Number Of Ingredients 12

1 ½ cups wheat bran
1 cup nonfat milk
½ cup unsweetened applesauce
1 egg
⅔ cup brown sugar
½ teaspoon vanilla extract
½ cup all-purpose flour
½ cup whole wheat flour
1 teaspoon baking soda
1 teaspoon baking powder
½ teaspoon salt
1 cup blueberries

Steps:

  • Preheat oven to 375 degrees F (190 degrees C). Grease muffin cups or use paper muffin liners. Mix together wheat bran and milk, and let stand for 10 minutes.
  • In a large bowl, mix together applesauce, egg, brown sugar, and vanilla. Beat in bran mixture. Sift together all-purpose flour, whole wheat flour, baking soda, baking powder, and salt. Stir into bran mixture until just blended. Fold in blueberries. Scoop into muffin cups.
  • Bake in preheated oven for 15 to 20 minutes, or until tops spring back when lightly tapped.

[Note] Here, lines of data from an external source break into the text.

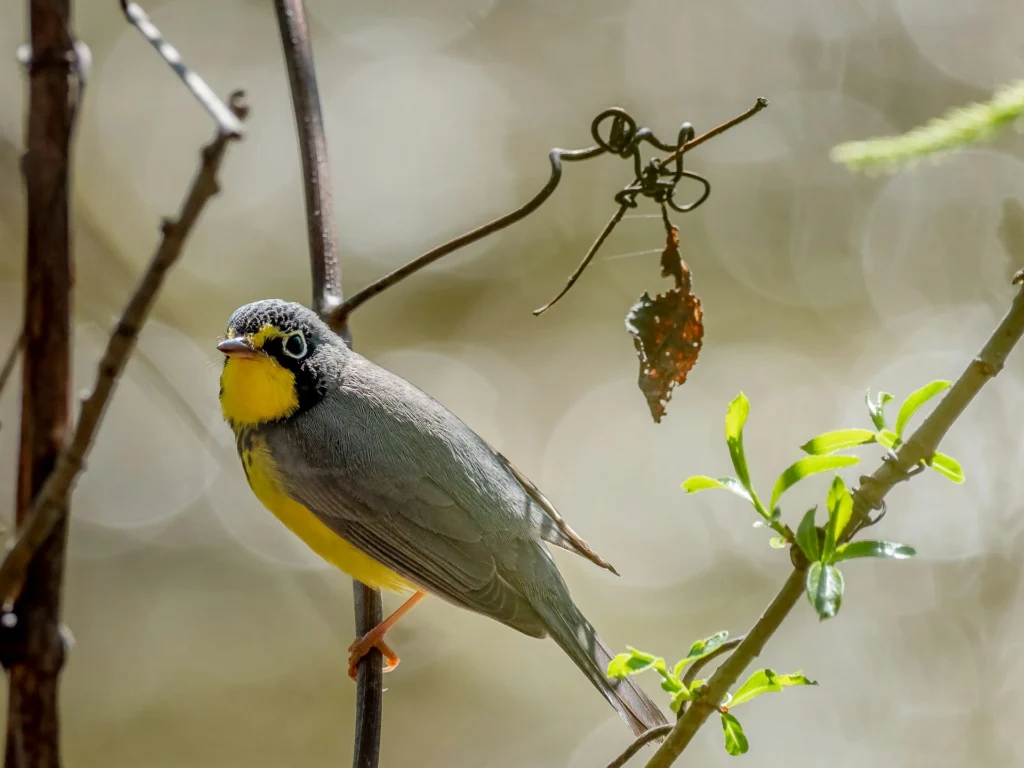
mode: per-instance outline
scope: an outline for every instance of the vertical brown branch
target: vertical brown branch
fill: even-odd
[[[288,65],[292,109],[299,134],[302,177],[306,200],[306,229],[310,269],[313,276],[313,308],[352,344],[344,317],[333,310],[342,303],[341,267],[334,221],[331,176],[327,161],[320,96],[313,66],[313,46],[302,0],[274,0],[281,44]],[[340,322],[338,322],[340,320]],[[335,322],[332,322],[335,321]],[[383,619],[380,593],[358,581],[352,583],[355,598],[355,629],[363,635]],[[359,662],[356,679],[356,723],[352,764],[355,768],[376,768],[380,756],[382,702],[382,659],[372,651]]]
[[[71,396],[71,287],[68,162],[77,83],[70,0],[31,0],[29,113],[22,160],[28,202],[18,523],[60,454]],[[60,765],[58,680],[66,523],[56,526],[29,568],[3,628],[9,678],[8,768]]]

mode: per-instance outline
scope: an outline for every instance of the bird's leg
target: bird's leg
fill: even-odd
[[[388,616],[384,621],[378,624],[376,627],[371,629],[365,635],[357,639],[352,645],[348,647],[348,676],[353,680],[356,679],[356,670],[359,667],[359,661],[366,654],[370,652],[370,649],[376,648],[381,652],[384,657],[384,671],[390,672],[398,666],[400,659],[398,654],[391,650],[391,646],[384,642],[384,634],[391,629],[398,620],[405,616],[409,611],[412,610],[413,606],[416,605],[420,600],[427,596],[426,592],[417,590],[416,594],[406,600],[400,605],[394,613]]]

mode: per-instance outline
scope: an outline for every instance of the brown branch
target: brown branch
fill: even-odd
[[[334,221],[334,198],[327,157],[327,139],[320,110],[320,94],[313,65],[313,46],[303,0],[274,0],[281,32],[284,59],[288,65],[292,109],[299,133],[302,179],[306,199],[306,236],[309,265],[313,273],[313,306],[330,319],[341,303],[341,267],[338,264],[338,236]],[[334,323],[335,330],[339,324]],[[341,326],[343,327],[343,326]]]
[[[181,54],[173,45],[164,40],[160,30],[149,20],[146,12],[136,3],[130,3],[127,0],[121,0],[121,11],[131,25],[139,30],[150,45],[156,49],[160,58],[166,61],[167,65],[181,78],[181,82],[188,86],[192,95],[203,105],[203,109],[217,121],[218,130],[225,136],[240,138],[244,132],[242,121],[231,108],[217,97],[213,89],[199,75],[185,66],[181,60]]]
[[[231,109],[240,120],[245,117],[246,109],[242,103],[241,91],[232,94]],[[219,191],[217,171],[220,169],[228,144],[235,138],[237,137],[233,133],[218,131],[213,141],[203,148],[199,168],[193,177],[177,220],[168,219],[163,222],[160,245],[107,340],[107,347],[97,369],[96,384],[82,403],[71,442],[61,452],[53,471],[32,504],[31,513],[21,524],[17,538],[0,564],[0,599],[4,599],[7,606],[17,596],[21,585],[26,583],[26,570],[37,550],[46,541],[50,532],[58,524],[64,523],[67,516],[68,494],[84,467],[107,404],[132,350],[135,349],[139,331],[149,316],[168,270],[181,256],[185,241],[206,204]],[[31,343],[30,337],[26,336],[26,344]]]
[[[338,311],[343,306],[338,237],[327,140],[324,136],[306,11],[303,0],[274,0],[274,7],[288,66],[292,109],[302,157],[313,308],[351,346],[347,313]],[[362,636],[383,621],[384,608],[380,592],[354,579],[352,592],[356,635]],[[356,723],[352,747],[352,764],[355,768],[376,768],[380,759],[383,688],[383,659],[380,652],[373,649],[360,660],[356,676]]]
[[[913,469],[935,454],[939,442],[975,398],[981,388],[1006,363],[1014,346],[1024,336],[1024,291],[1018,291],[1002,322],[992,333],[978,356],[970,362],[956,383],[946,392],[935,410],[900,446],[895,460],[886,459],[870,477],[861,478],[861,487],[853,492],[855,514],[866,519],[871,509],[882,506],[885,496],[898,483],[913,476]],[[849,538],[849,536],[844,537]],[[720,702],[740,675],[764,649],[804,592],[806,562],[798,550],[791,550],[794,568],[782,590],[758,619],[733,654],[707,682],[700,701]],[[715,711],[710,706],[691,706],[676,722],[672,732],[647,763],[647,768],[668,768],[686,749],[700,727]]]
[[[61,453],[71,416],[71,136],[81,81],[71,34],[70,0],[28,3],[30,43],[26,150],[28,209],[21,443],[15,519],[33,499]],[[66,526],[39,542],[31,584],[16,621],[0,623],[0,662],[7,671],[8,768],[58,768],[58,685],[64,665],[60,632]]]

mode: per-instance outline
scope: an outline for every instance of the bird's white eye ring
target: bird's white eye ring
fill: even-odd
[[[284,353],[288,357],[294,357],[296,360],[301,360],[306,356],[306,337],[302,334],[302,331],[297,331],[285,339]]]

Nutrition Facts : Calories 122.8 calories, Carbohydrate 28.3 g, Cholesterol 15.9 mg, Fat 0.9 g, Fiber 4.3 g, Protein 3.7 g, SaturatedFat 0.2 g, Sodium 250.4 mg, Sugar 15.2 g

LOW-FAT BANANA MUFFINS



Low-Fat Banana Muffins image

If you are watching your diet, you don't have to give up your favorite baked goods; just make them a little lighter. This recipe makes a delicious muffin that you won't even realize what you are missing.-Marcia Lane, Hemet, California

Provided by Taste of Home

Time 30m

Yield 15 muffins.

Number Of Ingredients 9

2-1/2 cups all-purpose flour
2 teaspoons baking powder
1 teaspoon baking soda
1 teaspoon ground cinnamon
1/2 cup unsweetened applesauce
1 cup sugar
3 egg whites
3 to 4 medium ripe bananas, mashed (about 2 cups)
1 teaspoon vanilla extract

Steps:

  • In a large bowl, combine flour, baking powder, baking soda and cinnamon. Combine remaining ingredients; stir into dry ingredients just until moistened. Coat muffin cups with cooking spray or use paper liners; fill cups two-thirds full. Bake at 350° for 20-25 minutes or until muffins test done. Cool in pan 10 minutes before removing to a wire rack.

Nutrition Facts :

Tips:

  • Use fresh or frozen blueberries for the best flavor and texture.
  • If using frozen blueberries, thaw them before adding them to the batter.
  • For a crunchy topping, use a combination of chopped nuts and oats.
  • If you don't have buttermilk, you can make your own by adding 1 tablespoon of lemon juice or vinegar to 1 cup of milk.
  • Let the muffins cool completely before storing them in an airtight container.

Conclusion:

These low-fat blueberry nut crunch muffins are a delicious and healthy breakfast or snack option. They are packed with blueberries, nuts, and oats, and they are low in fat and sugar. They are also easy to make and can be stored in an airtight container for up to 3 days.